Progressive addition of new analytic capability remains a clear feature, with new procedures added, though it takes a while to track them down, given the necessary reorganisation of menu hierarchy as the volume and complexity increase. Origin users who already make regular use the analysis and statistics menus will have to allow for a short period of adjustment to the new structures, but will find it worthwhile. This seems to be a one off reorganisation, since the new regime shows evidence of thought given to long term capacity.

The analysis menu now has three top level headings: mathematics, fitting, and signal processing. Mathematics contains four interpolation and/or extrapolation options (including one for 3D data), two for integration and differentiation, normalisation, and multiple curve averaging – with user controlled tuning of defaults and choice of methods where appropriate. Fitting covers a range of methods (linear, nonlinear, polynomial, peak, sigmoidal, curve simulated...) and comparison for both data sets and models. Signal Processing offers a range of options not always available elsewhere, five of them wavelet oriented. All are controlled from a consistent and friendly dialogue panel design which makes the learning curve pretty much painless.

That consistency and friendliness continues in a conveniently alphabetic “fitting functions organizer” under the Tools menu, subdivided as basic (from Allometric to Voigt), form  (Exponential and Growth through to Waveform and Surface) and field (Chromatography to Statistics), with a blank section after that ready to be populated by user defined additions. Selecting a particular function opens a main control dialogue panel (which continues the overall design template for the package) and, at the bottom, a reference slot containing the equation for the fit, samples of the curves to expect from it, and short but valuable documentation.

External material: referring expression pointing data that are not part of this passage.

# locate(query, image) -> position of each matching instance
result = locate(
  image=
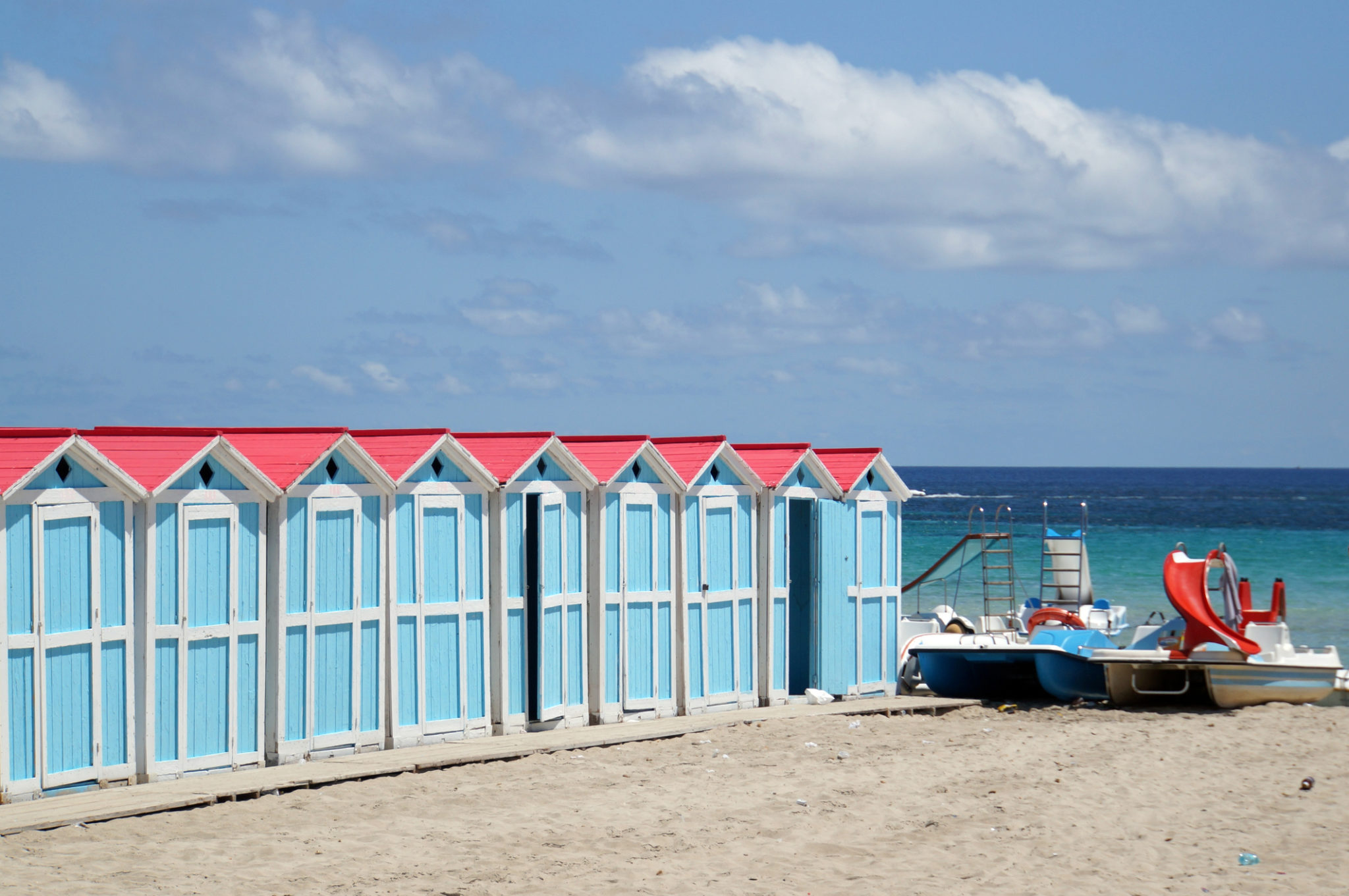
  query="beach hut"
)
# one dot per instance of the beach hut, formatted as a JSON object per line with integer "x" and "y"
{"x": 325, "y": 591}
{"x": 200, "y": 604}
{"x": 718, "y": 573}
{"x": 799, "y": 498}
{"x": 860, "y": 594}
{"x": 439, "y": 585}
{"x": 633, "y": 615}
{"x": 537, "y": 535}
{"x": 67, "y": 565}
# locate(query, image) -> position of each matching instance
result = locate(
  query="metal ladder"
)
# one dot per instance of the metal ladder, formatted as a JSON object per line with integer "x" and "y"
{"x": 1051, "y": 589}
{"x": 999, "y": 571}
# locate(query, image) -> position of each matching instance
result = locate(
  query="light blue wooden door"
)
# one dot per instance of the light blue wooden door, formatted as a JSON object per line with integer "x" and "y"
{"x": 211, "y": 562}
{"x": 638, "y": 531}
{"x": 69, "y": 669}
{"x": 722, "y": 602}
{"x": 873, "y": 650}
{"x": 719, "y": 527}
{"x": 648, "y": 600}
{"x": 552, "y": 639}
{"x": 336, "y": 574}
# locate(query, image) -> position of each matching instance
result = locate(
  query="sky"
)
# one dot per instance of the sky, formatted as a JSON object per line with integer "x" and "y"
{"x": 978, "y": 234}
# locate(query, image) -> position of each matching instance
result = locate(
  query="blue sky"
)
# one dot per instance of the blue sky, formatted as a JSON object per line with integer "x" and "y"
{"x": 972, "y": 234}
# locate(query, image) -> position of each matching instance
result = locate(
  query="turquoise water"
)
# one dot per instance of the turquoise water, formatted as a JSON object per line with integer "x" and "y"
{"x": 1286, "y": 523}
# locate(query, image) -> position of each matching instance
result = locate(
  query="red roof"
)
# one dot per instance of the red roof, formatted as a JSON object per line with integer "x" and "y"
{"x": 502, "y": 453}
{"x": 605, "y": 456}
{"x": 848, "y": 465}
{"x": 399, "y": 450}
{"x": 688, "y": 454}
{"x": 284, "y": 454}
{"x": 150, "y": 457}
{"x": 772, "y": 461}
{"x": 20, "y": 450}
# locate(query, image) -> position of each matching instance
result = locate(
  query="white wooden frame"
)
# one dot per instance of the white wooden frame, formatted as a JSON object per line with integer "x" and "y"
{"x": 426, "y": 496}
{"x": 572, "y": 716}
{"x": 710, "y": 498}
{"x": 204, "y": 504}
{"x": 327, "y": 498}
{"x": 870, "y": 503}
{"x": 772, "y": 592}
{"x": 51, "y": 504}
{"x": 648, "y": 494}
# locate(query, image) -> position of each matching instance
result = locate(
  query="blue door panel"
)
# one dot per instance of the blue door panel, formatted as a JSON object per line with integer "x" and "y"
{"x": 208, "y": 697}
{"x": 440, "y": 554}
{"x": 69, "y": 587}
{"x": 114, "y": 656}
{"x": 69, "y": 706}
{"x": 695, "y": 650}
{"x": 208, "y": 573}
{"x": 721, "y": 647}
{"x": 335, "y": 570}
{"x": 332, "y": 677}
{"x": 246, "y": 740}
{"x": 640, "y": 659}
{"x": 441, "y": 642}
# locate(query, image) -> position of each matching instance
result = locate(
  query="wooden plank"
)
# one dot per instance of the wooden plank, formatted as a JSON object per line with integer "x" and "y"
{"x": 206, "y": 790}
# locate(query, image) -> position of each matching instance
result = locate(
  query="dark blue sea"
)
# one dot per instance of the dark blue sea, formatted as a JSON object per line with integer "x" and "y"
{"x": 1288, "y": 523}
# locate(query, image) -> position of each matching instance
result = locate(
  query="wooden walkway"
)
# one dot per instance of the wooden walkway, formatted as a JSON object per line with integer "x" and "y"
{"x": 206, "y": 790}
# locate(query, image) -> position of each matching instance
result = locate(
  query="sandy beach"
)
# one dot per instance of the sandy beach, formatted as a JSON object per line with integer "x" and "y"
{"x": 1082, "y": 801}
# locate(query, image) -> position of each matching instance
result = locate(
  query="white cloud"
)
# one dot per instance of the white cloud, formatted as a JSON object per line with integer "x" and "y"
{"x": 383, "y": 381}
{"x": 869, "y": 365}
{"x": 329, "y": 382}
{"x": 1236, "y": 325}
{"x": 43, "y": 119}
{"x": 514, "y": 307}
{"x": 533, "y": 382}
{"x": 957, "y": 170}
{"x": 761, "y": 320}
{"x": 1139, "y": 320}
{"x": 454, "y": 386}
{"x": 288, "y": 96}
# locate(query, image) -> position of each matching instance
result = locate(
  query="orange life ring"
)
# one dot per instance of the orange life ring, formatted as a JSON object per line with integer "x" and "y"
{"x": 1057, "y": 616}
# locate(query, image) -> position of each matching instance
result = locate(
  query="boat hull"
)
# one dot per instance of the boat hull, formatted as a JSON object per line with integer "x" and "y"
{"x": 1253, "y": 683}
{"x": 1155, "y": 683}
{"x": 1224, "y": 685}
{"x": 1067, "y": 677}
{"x": 984, "y": 673}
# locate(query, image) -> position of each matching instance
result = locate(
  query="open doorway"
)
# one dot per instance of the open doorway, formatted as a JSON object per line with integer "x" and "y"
{"x": 800, "y": 593}
{"x": 532, "y": 607}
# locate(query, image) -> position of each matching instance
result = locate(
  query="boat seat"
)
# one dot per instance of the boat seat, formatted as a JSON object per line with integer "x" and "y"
{"x": 1278, "y": 604}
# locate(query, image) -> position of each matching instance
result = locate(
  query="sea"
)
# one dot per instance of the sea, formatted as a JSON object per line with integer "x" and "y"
{"x": 1290, "y": 523}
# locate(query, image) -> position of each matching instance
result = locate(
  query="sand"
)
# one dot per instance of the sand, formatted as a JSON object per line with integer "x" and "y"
{"x": 1049, "y": 801}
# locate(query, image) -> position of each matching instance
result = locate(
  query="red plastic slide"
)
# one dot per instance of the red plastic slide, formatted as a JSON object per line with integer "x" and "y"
{"x": 1188, "y": 588}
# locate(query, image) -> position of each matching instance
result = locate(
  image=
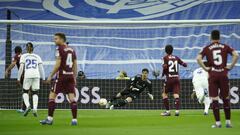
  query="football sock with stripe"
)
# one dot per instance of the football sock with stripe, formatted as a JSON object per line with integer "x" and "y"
{"x": 166, "y": 104}
{"x": 215, "y": 108}
{"x": 51, "y": 107}
{"x": 74, "y": 109}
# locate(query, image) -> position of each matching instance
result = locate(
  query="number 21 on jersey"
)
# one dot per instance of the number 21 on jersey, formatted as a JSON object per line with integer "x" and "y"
{"x": 173, "y": 66}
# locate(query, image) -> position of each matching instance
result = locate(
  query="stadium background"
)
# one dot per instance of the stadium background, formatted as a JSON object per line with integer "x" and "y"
{"x": 103, "y": 50}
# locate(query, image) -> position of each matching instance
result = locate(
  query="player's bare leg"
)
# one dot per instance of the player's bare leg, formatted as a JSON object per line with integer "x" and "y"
{"x": 26, "y": 102}
{"x": 121, "y": 103}
{"x": 51, "y": 108}
{"x": 216, "y": 113}
{"x": 108, "y": 105}
{"x": 35, "y": 102}
{"x": 73, "y": 108}
{"x": 177, "y": 104}
{"x": 166, "y": 105}
{"x": 227, "y": 111}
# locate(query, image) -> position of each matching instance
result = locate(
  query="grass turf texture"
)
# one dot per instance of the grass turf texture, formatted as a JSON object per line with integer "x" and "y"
{"x": 116, "y": 122}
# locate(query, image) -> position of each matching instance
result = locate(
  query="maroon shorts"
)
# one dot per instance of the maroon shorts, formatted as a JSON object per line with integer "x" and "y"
{"x": 64, "y": 85}
{"x": 172, "y": 85}
{"x": 218, "y": 85}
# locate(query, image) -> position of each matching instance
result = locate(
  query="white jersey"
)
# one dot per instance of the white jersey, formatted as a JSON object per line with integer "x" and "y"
{"x": 199, "y": 74}
{"x": 31, "y": 63}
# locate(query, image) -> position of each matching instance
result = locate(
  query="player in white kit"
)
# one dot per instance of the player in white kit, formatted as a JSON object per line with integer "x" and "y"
{"x": 200, "y": 84}
{"x": 32, "y": 67}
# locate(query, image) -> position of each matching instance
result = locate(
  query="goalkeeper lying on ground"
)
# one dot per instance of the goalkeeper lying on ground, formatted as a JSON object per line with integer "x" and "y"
{"x": 133, "y": 89}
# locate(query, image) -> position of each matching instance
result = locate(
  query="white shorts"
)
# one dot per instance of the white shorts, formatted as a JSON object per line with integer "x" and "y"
{"x": 33, "y": 83}
{"x": 201, "y": 89}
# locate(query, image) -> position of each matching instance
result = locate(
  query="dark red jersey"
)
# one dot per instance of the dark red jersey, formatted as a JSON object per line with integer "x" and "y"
{"x": 171, "y": 66}
{"x": 16, "y": 59}
{"x": 217, "y": 55}
{"x": 67, "y": 56}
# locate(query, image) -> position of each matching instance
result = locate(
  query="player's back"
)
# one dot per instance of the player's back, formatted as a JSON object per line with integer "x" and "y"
{"x": 217, "y": 55}
{"x": 68, "y": 56}
{"x": 171, "y": 66}
{"x": 31, "y": 63}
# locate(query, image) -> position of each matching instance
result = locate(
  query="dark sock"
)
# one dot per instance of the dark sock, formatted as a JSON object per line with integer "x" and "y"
{"x": 121, "y": 103}
{"x": 177, "y": 103}
{"x": 74, "y": 109}
{"x": 166, "y": 103}
{"x": 215, "y": 108}
{"x": 51, "y": 107}
{"x": 227, "y": 108}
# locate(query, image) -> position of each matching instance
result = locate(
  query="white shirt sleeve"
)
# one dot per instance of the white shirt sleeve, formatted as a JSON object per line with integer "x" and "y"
{"x": 20, "y": 71}
{"x": 41, "y": 69}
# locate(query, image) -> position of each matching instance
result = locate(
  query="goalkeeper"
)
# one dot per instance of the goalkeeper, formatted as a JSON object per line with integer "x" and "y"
{"x": 134, "y": 88}
{"x": 200, "y": 84}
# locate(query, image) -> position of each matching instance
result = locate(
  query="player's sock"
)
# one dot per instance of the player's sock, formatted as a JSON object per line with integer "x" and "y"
{"x": 215, "y": 108}
{"x": 227, "y": 109}
{"x": 166, "y": 104}
{"x": 26, "y": 99}
{"x": 207, "y": 103}
{"x": 23, "y": 106}
{"x": 74, "y": 109}
{"x": 177, "y": 104}
{"x": 35, "y": 101}
{"x": 51, "y": 107}
{"x": 121, "y": 103}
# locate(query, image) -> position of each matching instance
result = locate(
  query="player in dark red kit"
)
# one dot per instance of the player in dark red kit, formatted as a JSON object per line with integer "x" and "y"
{"x": 15, "y": 61}
{"x": 66, "y": 70}
{"x": 172, "y": 82}
{"x": 217, "y": 54}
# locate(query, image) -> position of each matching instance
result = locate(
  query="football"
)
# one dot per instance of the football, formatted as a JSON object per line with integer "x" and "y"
{"x": 102, "y": 102}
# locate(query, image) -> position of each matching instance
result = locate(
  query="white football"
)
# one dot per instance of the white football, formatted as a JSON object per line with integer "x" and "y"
{"x": 102, "y": 102}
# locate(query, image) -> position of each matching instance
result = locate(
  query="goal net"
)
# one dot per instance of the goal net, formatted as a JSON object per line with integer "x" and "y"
{"x": 105, "y": 48}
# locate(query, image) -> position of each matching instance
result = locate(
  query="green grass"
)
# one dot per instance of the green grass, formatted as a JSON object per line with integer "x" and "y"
{"x": 117, "y": 122}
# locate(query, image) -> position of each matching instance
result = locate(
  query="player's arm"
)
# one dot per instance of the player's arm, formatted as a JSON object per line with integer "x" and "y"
{"x": 75, "y": 68}
{"x": 10, "y": 67}
{"x": 181, "y": 62}
{"x": 20, "y": 72}
{"x": 41, "y": 70}
{"x": 235, "y": 57}
{"x": 149, "y": 91}
{"x": 55, "y": 69}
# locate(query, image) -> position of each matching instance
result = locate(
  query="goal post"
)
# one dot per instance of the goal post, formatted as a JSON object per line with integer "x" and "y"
{"x": 105, "y": 47}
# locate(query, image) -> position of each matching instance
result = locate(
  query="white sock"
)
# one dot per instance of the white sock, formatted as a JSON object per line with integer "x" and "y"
{"x": 218, "y": 123}
{"x": 75, "y": 120}
{"x": 50, "y": 118}
{"x": 228, "y": 122}
{"x": 207, "y": 103}
{"x": 26, "y": 99}
{"x": 35, "y": 102}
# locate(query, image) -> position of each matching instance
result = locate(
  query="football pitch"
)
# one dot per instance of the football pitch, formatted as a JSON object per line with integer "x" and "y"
{"x": 116, "y": 122}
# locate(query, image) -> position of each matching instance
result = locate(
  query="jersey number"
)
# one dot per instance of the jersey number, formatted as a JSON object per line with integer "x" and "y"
{"x": 217, "y": 57}
{"x": 173, "y": 66}
{"x": 69, "y": 61}
{"x": 31, "y": 63}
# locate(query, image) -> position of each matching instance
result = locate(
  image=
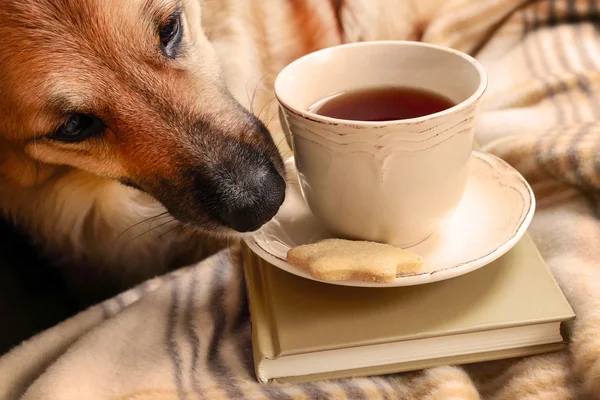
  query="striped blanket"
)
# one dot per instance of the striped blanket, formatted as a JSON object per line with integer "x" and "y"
{"x": 187, "y": 335}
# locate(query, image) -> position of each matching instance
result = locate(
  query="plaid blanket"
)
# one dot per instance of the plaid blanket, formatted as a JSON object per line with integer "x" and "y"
{"x": 187, "y": 335}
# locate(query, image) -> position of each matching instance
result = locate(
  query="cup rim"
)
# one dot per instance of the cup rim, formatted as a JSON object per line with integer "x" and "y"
{"x": 483, "y": 83}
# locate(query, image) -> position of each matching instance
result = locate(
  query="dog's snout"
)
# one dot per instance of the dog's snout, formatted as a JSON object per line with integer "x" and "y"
{"x": 254, "y": 202}
{"x": 243, "y": 197}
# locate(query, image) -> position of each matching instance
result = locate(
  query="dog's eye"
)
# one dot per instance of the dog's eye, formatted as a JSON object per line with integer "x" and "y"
{"x": 170, "y": 35}
{"x": 77, "y": 128}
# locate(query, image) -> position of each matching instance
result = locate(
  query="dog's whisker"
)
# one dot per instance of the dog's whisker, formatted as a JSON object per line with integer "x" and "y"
{"x": 266, "y": 105}
{"x": 152, "y": 229}
{"x": 271, "y": 119}
{"x": 167, "y": 232}
{"x": 140, "y": 223}
{"x": 157, "y": 218}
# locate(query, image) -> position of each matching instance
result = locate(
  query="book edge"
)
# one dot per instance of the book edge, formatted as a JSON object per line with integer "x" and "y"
{"x": 264, "y": 344}
{"x": 424, "y": 364}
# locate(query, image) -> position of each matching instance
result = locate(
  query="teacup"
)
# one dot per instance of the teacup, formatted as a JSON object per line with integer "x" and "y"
{"x": 394, "y": 181}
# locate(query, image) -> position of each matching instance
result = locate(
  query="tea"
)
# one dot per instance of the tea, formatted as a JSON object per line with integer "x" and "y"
{"x": 382, "y": 104}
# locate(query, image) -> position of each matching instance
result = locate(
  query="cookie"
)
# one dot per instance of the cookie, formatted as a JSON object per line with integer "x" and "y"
{"x": 339, "y": 259}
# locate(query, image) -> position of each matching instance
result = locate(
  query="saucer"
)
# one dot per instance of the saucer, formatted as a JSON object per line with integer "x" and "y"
{"x": 494, "y": 213}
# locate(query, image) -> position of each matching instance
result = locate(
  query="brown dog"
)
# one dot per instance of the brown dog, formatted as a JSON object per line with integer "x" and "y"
{"x": 125, "y": 126}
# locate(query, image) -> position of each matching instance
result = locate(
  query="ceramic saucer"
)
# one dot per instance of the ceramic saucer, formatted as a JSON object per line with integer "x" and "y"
{"x": 494, "y": 213}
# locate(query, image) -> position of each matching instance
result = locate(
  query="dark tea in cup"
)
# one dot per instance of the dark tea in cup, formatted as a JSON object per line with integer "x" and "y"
{"x": 382, "y": 104}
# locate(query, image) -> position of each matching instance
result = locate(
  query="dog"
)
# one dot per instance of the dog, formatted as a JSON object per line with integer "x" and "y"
{"x": 134, "y": 132}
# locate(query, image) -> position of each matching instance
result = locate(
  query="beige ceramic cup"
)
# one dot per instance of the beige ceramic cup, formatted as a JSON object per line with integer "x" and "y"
{"x": 393, "y": 182}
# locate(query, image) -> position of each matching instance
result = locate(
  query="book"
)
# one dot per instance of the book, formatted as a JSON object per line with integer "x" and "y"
{"x": 306, "y": 330}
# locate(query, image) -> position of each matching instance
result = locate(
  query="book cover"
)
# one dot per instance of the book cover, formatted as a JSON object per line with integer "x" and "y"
{"x": 311, "y": 330}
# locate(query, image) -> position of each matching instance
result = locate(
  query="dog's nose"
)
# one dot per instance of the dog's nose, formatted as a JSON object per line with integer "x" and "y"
{"x": 244, "y": 200}
{"x": 262, "y": 196}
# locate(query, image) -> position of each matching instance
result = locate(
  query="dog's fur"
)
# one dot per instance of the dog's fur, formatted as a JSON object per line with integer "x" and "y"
{"x": 166, "y": 118}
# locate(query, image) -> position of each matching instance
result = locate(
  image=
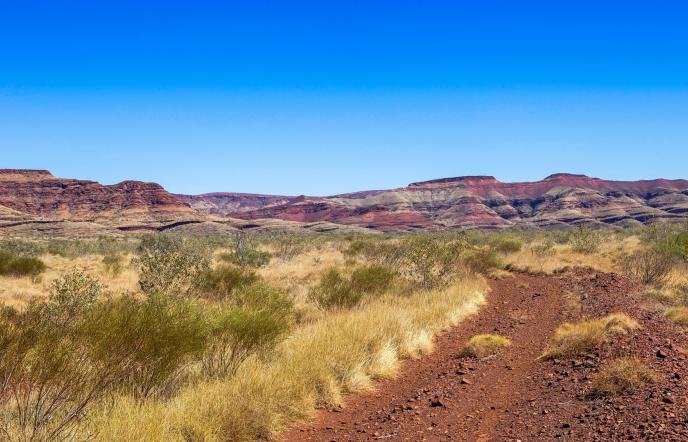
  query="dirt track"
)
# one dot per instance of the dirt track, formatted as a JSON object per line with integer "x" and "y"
{"x": 513, "y": 396}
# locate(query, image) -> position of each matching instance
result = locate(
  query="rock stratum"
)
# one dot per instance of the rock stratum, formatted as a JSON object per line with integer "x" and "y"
{"x": 469, "y": 202}
{"x": 38, "y": 193}
{"x": 37, "y": 196}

Also under the Tools menu are the new X-functions – OriginPro’s name for extensor routines in Origin dialect C. These provide a flexible ongoing development and extension platform analogous to that available natively in high end language based data analysis products, and are already the basis for some tools in use. Help for this area was not yet in place for my beta copy, but even as a “C challenged” user I was able to establish by exploration that most areas are accessible to X-function control, from basic computation through new procedure definition to interface control and modification.

Interface features go well beyond what I’ve covered here, and contribute significantly to a OriginPro’s undoubted fitness for the new world into which it’s headed. Redesigned toolbars are a minor part of this for me, but several colleagues looking at my beta copy rated them highly. Higher up my list are database access, autoupdate and, most of all, a new workbook structure offering multiple sheets.

All in all, while the developmental roots can be seen in version 7 (or earlier in some cases), release 8 is a very significant leap beyond OriginLab’s previous target market. The leap is a solidly founded one, soundly implemented and well thought through.